Padahal, 4 prinsip sebagaimana tertuang dalam lampiran 1 Perpres No, 33 tahun 2020, yaitu:
- Selektif, yaitu hanya untuk kepentingan yang sangat tinggi dan yang berkaitan dengan penyelenggaraan pemerintahan daerah;
- Ketersediaan anggaran dan kesesuaian dengan pencapaian kinerja SKPD;
- Efisiensi penggunaan belanja daerah; dan
- Akuntabilitas pemberian perintah pelaksanaan perjalanan dinas dan pembebanan perjalanan dinas.
Maka menurut hemat saya, baik pihak penyelenggara maupun peserta kegiatan hendaknya mencermati kembali 4 (empat) prinsip di atas agar kegiatan yang direncanakan dan dilaksanakan memang secara nyata menghasilkan output maupun outcome, bukan melulu hanya mengedepankan penyerapan anggaran.
Perkembangan IT: Penggunaan Internet untuk Pertemuan Virtual
Perkembangan teknologi informasi, termasuk di dalamnya penggunaan internet, saat ini sangat pesat, terlebih jika dibandingkan dengan ketika pertama kali diprakarsai oleh Departemen Pertahanan AS di tahun 1969.
Salah satu terobosan penting, khususnya ketika dunia dilanda pandemi Covid-19, adalah mekanisme kerja menggunakan pertemuan secara virtual.
Ramai-ramai seluruh instansi, baik pemerintah dan swasta, menerapkan kebijakan WFH (Work From Home) dan membiasakan pertemuan secara virtual dengan beragam aplikasi, misalnya Zoom Cloud Meeting, Microsoft Teams atau Google Meet (setidaknya itu yang diketahui oleh penulis).
Aktivitas pertemuan virtual yang telah “dipaksakan” kepada seluruh instansi, karena adanya pandemi Covid-19 ini, semestinya menjadi budaya baru bagi setiap instansi.
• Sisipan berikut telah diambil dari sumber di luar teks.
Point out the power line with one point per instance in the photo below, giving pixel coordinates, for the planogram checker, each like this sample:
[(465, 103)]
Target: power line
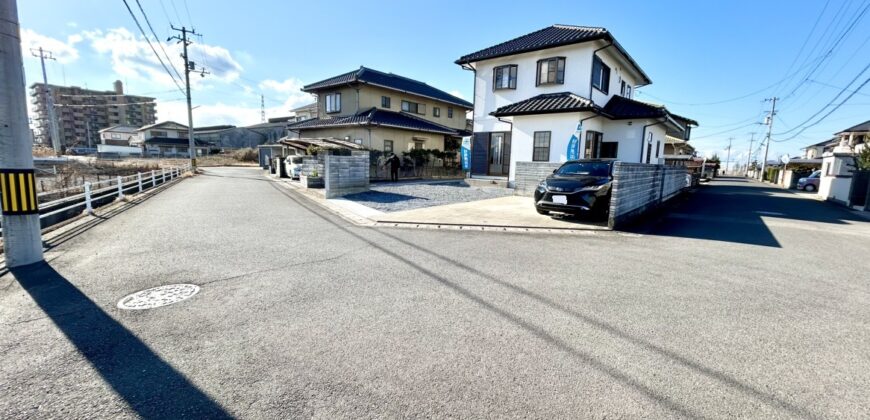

Sepanjang tahun 2020, metode pertemuan virtual ini telah dibiasakan, sehingga di tahun 2021 kita semestinya melakukan pelembagaan atas kebiasaan baru tersebut dalam dunia kerja.
Sebagai contoh, perlu dibuat kebijakan misalnya tidak ada lagi penyelenggaraan rapat secara tatap muka, tidak ada lagi penyelenggaraan rapat di hotel. Sebagai gantinya, penggunaan internet untuk pertemuan secara virtual perlu dioptimalkan.
Jika hal ini disusun regulasinya, niscaya akan meminimalisir terjadinya pemborosan anggaran. Dana yang tersedia bisa dialihkan untuk kegiatan lain yang memang secara nyata memiliki output maupun outcome.
Epilog
Setidaknya ini yang bisa penulis sampaikan untuk menuangkan pemikiran dan kegelisahannya. Dan, ini murni merupakan pemikiran subyektif berdasarkan pengamatan dan pengalaman penulis (meski hanya 1 kali) dalam mengikuti maupun menyelenggarakan kegiatan di hotel.
Tidak ada maksud untuk menyinggung siapapun apalagi bersikap nyinyir. Tujuan penulis adalah agar penggunaan belanja daerah memang benar-benar untuk kemaslahatan masyarakat. Jelas ukuran kinerjanya, entah yang bersifat output atau outcome. Terimakasih.
ASN pada Bagian Organisasi, Setda Kabupaten Lumajang, Jawa Timur
Terimakasih atas tulisannya, hal yang sama yang suka saya tanyakan..kenapa pas Covid semua bisa dilakukan secara virtual tetapi ketika new normal justru kembali ke setelan awal. Ini semua tentang mindset dan budaya, sudah saatnya juga sistem penggunaan anggaran diubah yang fokusnya tidak hanya serapan tetapi dampak yang dihasilkan.